JouWatch: Und das war schon alles?
Jonathan Berg: Gott behüte, nein. Wir leben auch streng nach den Zehn Geboten. Unseren Geist, unsere Seelen speisen wir aus der Liebe zu Jesus Christus. Die WIGUSCH-Lehre findet sich also im neuen Testament wieder. Eben nur mit dem Unterschied, daß wir uns als die reinen, nackten Geschöpfe Gottes betrachten. Aber wir haben auch vieles mit der buddhistischen Lehre gemeinsam.

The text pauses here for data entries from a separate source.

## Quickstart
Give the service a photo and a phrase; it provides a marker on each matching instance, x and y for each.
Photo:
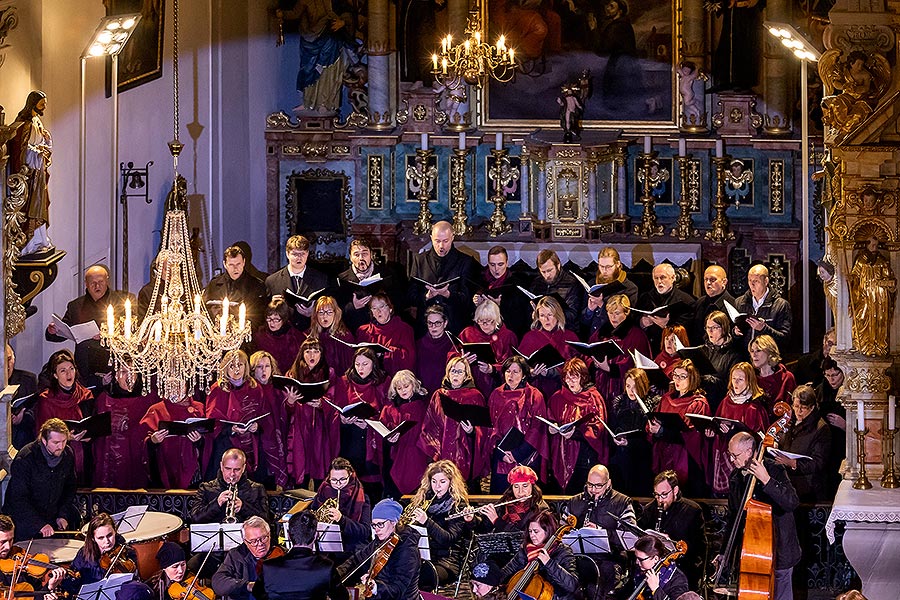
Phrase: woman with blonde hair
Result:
(235, 396)
(459, 441)
(443, 486)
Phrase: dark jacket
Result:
(812, 437)
(560, 570)
(780, 494)
(311, 281)
(38, 494)
(777, 314)
(299, 575)
(569, 289)
(399, 579)
(236, 571)
(205, 508)
(430, 267)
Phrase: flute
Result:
(471, 511)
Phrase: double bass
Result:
(756, 575)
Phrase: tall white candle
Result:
(860, 415)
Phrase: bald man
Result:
(770, 315)
(664, 293)
(594, 508)
(715, 284)
(774, 488)
(91, 358)
(440, 263)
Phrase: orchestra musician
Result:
(774, 488)
(281, 578)
(444, 489)
(235, 578)
(597, 508)
(557, 566)
(665, 583)
(40, 497)
(394, 550)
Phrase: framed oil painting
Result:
(627, 46)
(141, 59)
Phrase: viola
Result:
(189, 589)
(115, 561)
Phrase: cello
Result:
(527, 581)
(756, 577)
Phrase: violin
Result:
(114, 561)
(527, 581)
(189, 589)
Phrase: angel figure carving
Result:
(861, 78)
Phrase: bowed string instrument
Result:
(757, 564)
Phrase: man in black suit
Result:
(280, 576)
(442, 262)
(297, 277)
(680, 519)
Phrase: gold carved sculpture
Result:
(873, 291)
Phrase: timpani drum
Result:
(60, 551)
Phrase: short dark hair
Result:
(302, 528)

Die meisten Mitglieder der WIGUSCH-Gemeinde sind Vegetarier, einige sogar Veganer. Wir lieben Tiere und Pflanzen, fühlen uns eins mit der Natur. Wir sind der Überzeugung, daß die Geschöpfe Gottes alle gleichwertig sind. Menschen, die ernsthaft behaupten, sie wären mehr wert als Eintagsfliegen, nur weil sie länger leben und angeblich ein größeres Gehirn haben, bezeichnen wir als Artisten. Sie sind weitaus schlimmer als Rassisten.
JouWatch: Warum ist die WIGUSCH-Gemeinde vorher nicht in Erscheinung getreten? In der Zwischenzeit haben es andere Glaubensrichtungen durch Überzeugungsarbeit und anderen Mitteln geschafft, sich zu Weltreligionen hochzuarbeiten. Nun hängt die WIGUSCH-Gemeinde doch etwas hinterher.

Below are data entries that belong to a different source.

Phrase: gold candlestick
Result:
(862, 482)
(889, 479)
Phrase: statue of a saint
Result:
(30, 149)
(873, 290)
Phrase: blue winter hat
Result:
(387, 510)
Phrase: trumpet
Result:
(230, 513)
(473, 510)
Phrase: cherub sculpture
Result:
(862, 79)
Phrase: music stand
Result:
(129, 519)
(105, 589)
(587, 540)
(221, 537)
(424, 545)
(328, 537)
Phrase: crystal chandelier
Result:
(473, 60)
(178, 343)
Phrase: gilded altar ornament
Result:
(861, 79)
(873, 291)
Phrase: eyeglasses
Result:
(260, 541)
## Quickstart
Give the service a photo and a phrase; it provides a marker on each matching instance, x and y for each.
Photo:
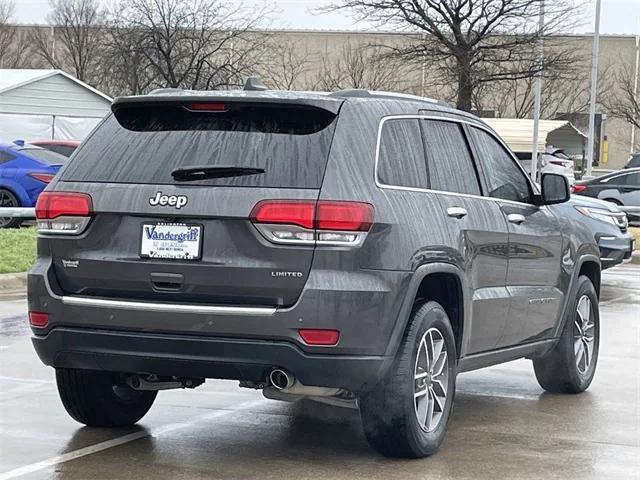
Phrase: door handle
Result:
(456, 212)
(515, 218)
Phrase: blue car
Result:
(25, 170)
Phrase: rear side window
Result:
(401, 160)
(505, 179)
(632, 180)
(143, 145)
(65, 150)
(44, 156)
(451, 167)
(5, 157)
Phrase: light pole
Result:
(594, 87)
(537, 95)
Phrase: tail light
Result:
(319, 337)
(64, 213)
(43, 177)
(307, 222)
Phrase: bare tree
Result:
(7, 31)
(467, 42)
(359, 66)
(565, 88)
(623, 101)
(72, 43)
(197, 44)
(285, 66)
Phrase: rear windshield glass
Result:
(44, 156)
(145, 144)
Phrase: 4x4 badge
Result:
(177, 201)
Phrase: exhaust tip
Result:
(280, 379)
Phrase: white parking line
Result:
(26, 380)
(617, 299)
(115, 442)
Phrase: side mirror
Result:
(555, 189)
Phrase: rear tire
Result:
(406, 414)
(100, 399)
(8, 199)
(571, 365)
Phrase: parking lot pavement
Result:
(503, 427)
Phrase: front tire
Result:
(101, 399)
(571, 365)
(406, 414)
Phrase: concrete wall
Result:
(317, 53)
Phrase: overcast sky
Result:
(618, 16)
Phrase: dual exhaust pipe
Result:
(281, 379)
(285, 383)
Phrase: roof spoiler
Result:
(229, 97)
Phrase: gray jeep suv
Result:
(361, 248)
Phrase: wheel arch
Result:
(440, 282)
(588, 265)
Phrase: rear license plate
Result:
(171, 240)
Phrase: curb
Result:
(13, 285)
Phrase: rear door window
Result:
(401, 160)
(451, 168)
(143, 145)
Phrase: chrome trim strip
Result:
(379, 184)
(166, 307)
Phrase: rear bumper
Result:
(194, 356)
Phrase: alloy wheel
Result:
(431, 376)
(584, 334)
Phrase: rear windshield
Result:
(44, 156)
(145, 144)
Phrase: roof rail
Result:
(162, 91)
(361, 93)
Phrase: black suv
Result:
(361, 248)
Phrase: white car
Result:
(554, 160)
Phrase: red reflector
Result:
(51, 205)
(285, 212)
(319, 337)
(209, 107)
(38, 319)
(43, 177)
(344, 216)
(325, 215)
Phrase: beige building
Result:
(331, 60)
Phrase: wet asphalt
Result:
(503, 427)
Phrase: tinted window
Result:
(401, 158)
(145, 144)
(632, 180)
(44, 156)
(6, 157)
(505, 179)
(451, 167)
(65, 150)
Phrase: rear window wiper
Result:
(201, 172)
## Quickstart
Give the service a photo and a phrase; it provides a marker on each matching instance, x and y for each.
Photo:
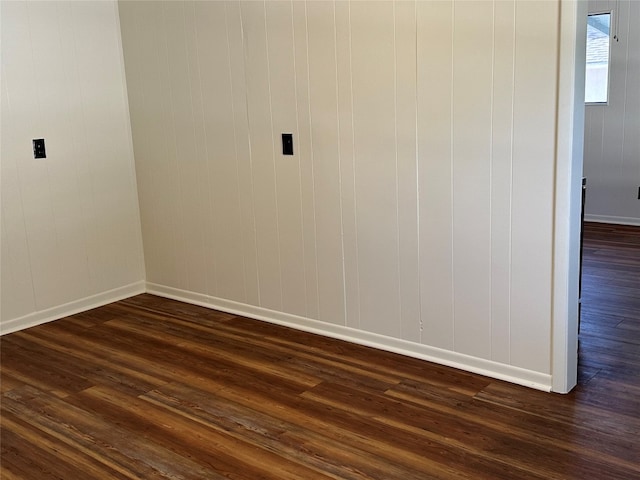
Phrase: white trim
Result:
(71, 308)
(477, 365)
(612, 219)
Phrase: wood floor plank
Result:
(150, 388)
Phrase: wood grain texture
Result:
(153, 388)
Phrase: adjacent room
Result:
(318, 239)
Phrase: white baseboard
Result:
(612, 219)
(449, 358)
(71, 308)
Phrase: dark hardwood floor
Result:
(149, 388)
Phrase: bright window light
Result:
(597, 72)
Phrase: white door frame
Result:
(568, 193)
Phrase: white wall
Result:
(417, 212)
(70, 223)
(612, 139)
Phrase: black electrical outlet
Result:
(38, 148)
(287, 144)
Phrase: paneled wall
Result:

Jonathan Berg: Also erstmal kann es bei einer Sache, bei der es sich um Glauben und nicht um Wissen handelt, nicht um Quantität gehen. Die Geschichte der Menschheit hat uns doch immer wieder gezeigt, daß sich die Leute auch massenweise auf einen Irrweg begeben können. Außerdem: Das oder der, an was oder wen wir glauben, war doch schon da, noch bevor der erste Mensch sein Unwesen auf der Erde treiben konnte. So kann es doch keine Rolle in der Wertigkeit einer Religion spielen, ob nun ein Mensch oder Millionen Menschen an das oder den glauben.
Aber für uns war es von Anfang an sehr problematisch, unserem Glauben auch in aller Öffentlichkeit nachzugehen. Bereits als die Menschen seßhaft wurden, begannen sie, die Anhänger der WIGUSCH-Lehre zu verfolgen und zu terrorisieren. Viele Anhänger der WIGUSCH-Lehre wurden sogar verurteilt und eingesperrt, gar manch einer mußte wegen seines Glaubens sein Leben lassen oder wurde verstümmelt.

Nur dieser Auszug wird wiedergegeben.